Call the function with curl.

curl --request GET 'http://192.168.1.124:31112/function/flask-faas?filepath=data/10ibt_H.msgpack&filterStr=00000*****'

Your Environment

Docs and posts about logging I have gone through

I did not find much about customized log provider. Also, because I am considering to move some of my business from python to c++ for performance improvement, I want to know more about logging for customized docker image with of-watchdog. (In my case, I use a pistachio server behind of-watchdog, and don't whether I should use a log library or just stdout logs.) I hope to see more documentations about them.

Next steps

You may join Slack for community support.

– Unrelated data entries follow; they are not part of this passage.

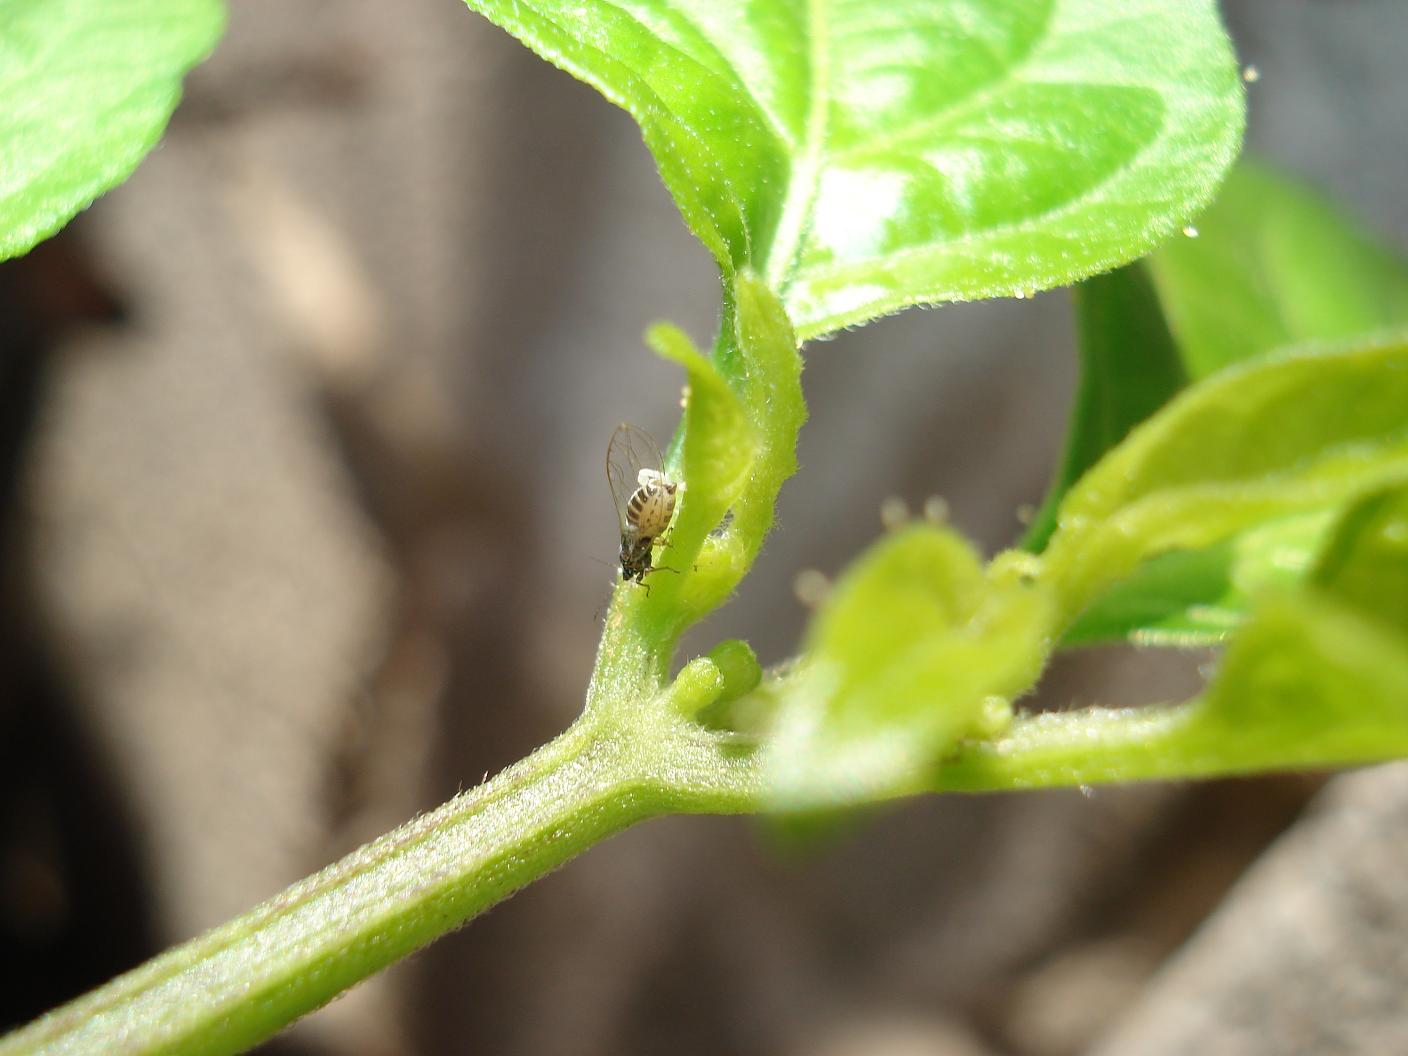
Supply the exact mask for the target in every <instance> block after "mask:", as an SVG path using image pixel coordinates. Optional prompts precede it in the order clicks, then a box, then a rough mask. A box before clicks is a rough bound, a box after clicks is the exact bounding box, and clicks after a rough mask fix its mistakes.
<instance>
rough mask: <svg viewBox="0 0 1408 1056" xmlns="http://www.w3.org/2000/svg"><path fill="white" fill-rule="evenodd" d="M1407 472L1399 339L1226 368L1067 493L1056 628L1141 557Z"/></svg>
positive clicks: (1173, 549)
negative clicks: (1058, 614) (1057, 619)
mask: <svg viewBox="0 0 1408 1056" xmlns="http://www.w3.org/2000/svg"><path fill="white" fill-rule="evenodd" d="M1405 474H1408V344H1405V342H1404V339H1401V338H1384V339H1376V341H1366V342H1359V344H1353V345H1347V346H1342V348H1336V349H1309V351H1301V352H1297V353H1293V355H1287V356H1283V358H1280V359H1274V360H1260V362H1255V363H1247V365H1243V366H1239V367H1229V369H1226V370H1224V372H1221V373H1218V375H1215V376H1212V377H1209V379H1207V380H1204V382H1201V383H1198V384H1195V386H1193V387H1191V389H1188V390H1186V391H1184V393H1183V394H1181V396H1178V397H1177V398H1176V400H1174V401H1173V403H1171V404H1169V406H1167V407H1166V408H1164V410H1162V411H1159V413H1157V414H1156V415H1155V417H1153V418H1150V420H1149V421H1148V422H1145V424H1143V425H1140V427H1139V428H1136V429H1135V431H1133V432H1132V434H1131V435H1129V438H1128V439H1126V441H1125V442H1124V444H1121V445H1119V446H1118V448H1115V449H1114V451H1111V452H1110V453H1108V455H1107V456H1105V458H1104V459H1101V462H1100V463H1098V465H1097V466H1095V467H1094V469H1091V470H1090V472H1088V473H1087V474H1086V476H1084V477H1081V480H1080V482H1079V483H1077V484H1076V487H1073V489H1071V491H1070V493H1069V494H1067V496H1066V500H1064V503H1063V504H1062V507H1060V515H1059V525H1060V527H1059V528H1057V531H1056V535H1055V536H1053V538H1052V542H1050V545H1049V546H1048V551H1046V559H1045V560H1046V567H1045V573H1043V577H1045V579H1046V582H1048V583H1050V584H1052V586H1053V589H1055V590H1056V593H1057V597H1059V598H1060V605H1062V618H1060V624H1062V627H1063V629H1064V627H1069V622H1070V621H1071V620H1074V617H1077V615H1079V614H1080V612H1081V611H1084V610H1086V608H1087V605H1090V603H1091V601H1094V600H1095V598H1097V597H1098V596H1100V594H1101V593H1104V591H1105V590H1107V589H1108V587H1111V586H1112V584H1114V583H1117V582H1118V580H1121V579H1124V577H1126V576H1128V574H1129V573H1132V572H1133V570H1135V569H1136V567H1138V566H1139V565H1140V563H1142V562H1145V560H1148V559H1150V558H1155V556H1157V555H1160V553H1164V552H1169V551H1176V549H1195V548H1201V546H1211V545H1214V543H1218V542H1221V541H1224V539H1228V538H1231V536H1233V535H1236V534H1238V532H1242V531H1246V529H1247V528H1252V527H1255V525H1257V524H1263V522H1266V521H1271V520H1274V518H1278V517H1286V515H1288V514H1295V513H1311V511H1315V510H1326V508H1333V507H1336V505H1339V504H1343V503H1346V501H1350V500H1353V498H1356V497H1359V496H1362V494H1364V493H1366V491H1367V490H1371V489H1374V487H1378V486H1381V484H1384V483H1385V482H1393V480H1400V479H1402V477H1404V476H1405Z"/></svg>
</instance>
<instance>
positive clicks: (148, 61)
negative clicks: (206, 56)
mask: <svg viewBox="0 0 1408 1056" xmlns="http://www.w3.org/2000/svg"><path fill="white" fill-rule="evenodd" d="M224 23H225V13H224V7H222V4H220V3H218V0H103V3H92V1H90V0H4V3H0V100H3V103H0V259H4V258H8V256H17V255H20V253H24V252H28V251H30V248H31V246H34V244H35V242H39V241H42V239H45V238H48V237H49V235H52V234H54V232H55V231H58V230H59V228H61V227H63V225H65V224H68V222H69V220H72V218H73V215H75V214H76V213H79V211H80V210H83V208H86V207H87V206H89V204H90V203H92V201H93V199H96V197H97V196H99V194H101V193H104V191H106V190H110V189H111V187H115V186H117V184H118V183H121V182H122V180H125V179H127V177H128V176H130V175H131V172H132V169H135V168H137V163H138V162H139V161H141V159H142V158H144V156H145V153H146V152H148V151H149V149H152V146H153V145H155V144H156V139H158V138H159V137H161V134H162V130H163V128H165V127H166V121H168V118H169V117H170V114H172V110H175V108H176V101H177V100H179V99H180V79H182V76H184V73H186V70H189V69H190V68H191V66H194V65H196V63H197V62H200V61H201V59H203V58H206V55H207V54H208V52H210V49H211V48H214V46H215V41H217V39H218V38H220V32H221V30H222V28H224Z"/></svg>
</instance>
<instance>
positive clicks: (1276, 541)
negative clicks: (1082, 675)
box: [1062, 511, 1335, 649]
mask: <svg viewBox="0 0 1408 1056" xmlns="http://www.w3.org/2000/svg"><path fill="white" fill-rule="evenodd" d="M1333 521H1335V517H1333V513H1324V511H1322V513H1314V514H1300V515H1295V517H1283V518H1278V520H1276V521H1270V522H1267V524H1262V525H1256V527H1255V528H1250V529H1247V531H1245V532H1242V534H1240V535H1238V536H1235V538H1232V539H1226V541H1224V542H1219V543H1215V545H1212V546H1208V548H1205V549H1198V551H1173V552H1171V553H1162V555H1159V556H1157V558H1153V559H1150V560H1148V562H1145V563H1143V565H1142V566H1140V567H1139V569H1138V570H1136V572H1135V573H1133V574H1132V576H1131V577H1129V579H1126V580H1121V582H1119V583H1117V584H1115V586H1112V587H1111V589H1110V590H1108V591H1105V593H1104V594H1102V596H1100V597H1098V598H1097V600H1095V603H1094V604H1093V605H1091V607H1090V608H1087V610H1086V611H1084V612H1081V614H1080V617H1079V618H1077V620H1076V622H1074V624H1073V625H1071V627H1070V629H1069V631H1067V632H1066V635H1064V636H1063V638H1062V645H1064V646H1076V645H1094V643H1097V642H1112V641H1119V639H1131V641H1133V642H1136V643H1139V645H1162V646H1173V648H1180V649H1188V648H1193V646H1200V645H1217V643H1218V642H1222V641H1224V639H1226V636H1228V635H1229V634H1231V632H1232V631H1235V629H1236V628H1238V627H1240V625H1242V621H1243V620H1246V614H1247V612H1249V611H1250V607H1252V603H1253V600H1255V598H1256V597H1259V596H1262V594H1266V593H1267V591H1271V590H1287V589H1290V587H1294V586H1297V584H1298V583H1301V582H1302V580H1304V579H1305V576H1307V573H1308V572H1309V570H1311V566H1312V565H1314V560H1315V555H1316V553H1318V552H1319V549H1321V546H1322V545H1324V543H1325V541H1326V538H1328V535H1329V529H1331V528H1332V527H1333Z"/></svg>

alexellis commented 1 year ago

I am trying to collect logs from a python flask function, and hope I can retain them as log files on disk, which will rotate once a day. During this process, I find that:

Hi, it sounds like you could solve your problem by:

Function Pods (replicas) come and go often, you shouldn't be writing anything to disk and expecting it to still be there at a future date.

Alex

alexellis commented 1 year ago

/set title: Support question on log aggregation

alexellis commented 1 year ago

/add label: support

lyudmilalala commented 1 year ago

I am trying to collect logs from a python flask function, and hope I can retain them as log files on disk, which will rotate once a day. During this process, I find that:

Hi, it sounds like you could solve your problem by:

  • Using kubectl logs - rotation is automatic, and you can specify a "since" value
  • A log aggregation solution like logz.io or Grafana Loki

Function Pods (replicas) come and go often, you shouldn't be writing anything to disk and expecting it to still be there at a future date.

Alex

Thanks for quick response, @alexellis .

I am not going to save logs on the specific worker node running the pod. I am just thinking about collecting logs to a NFS system or something similar, as I am not familiar with ES or Grafana.

Any idea on the reason why I cannot see logs by kubectl logs or faas-cli logs?

alexellis commented 1 year ago

You'll usually see logs for pods which still exist, so long as they haven't been deleted.

For long term aggregation, I'd suggest using whatever your cloud provider makes available, or Loki or perhaps logz.io

In a default installation - faas-cli logs maps to kubectl logs.

lyudmilalala commented 1 year ago

You'll usually see logs for pods which still exist, so long as they haven't been deleted.

For long term aggregation, I'd suggest using whatever your cloud provider makes available, or Loki or perhaps logz.io

In a default installation - faas-cli logs maps to kubectl logs.

So the current problem now is that my faas-cli logs and kubectl logs do not show logs.

Could you please take a look at the current behavior section and the steps to reproduce section of the issue to see what I did wrong?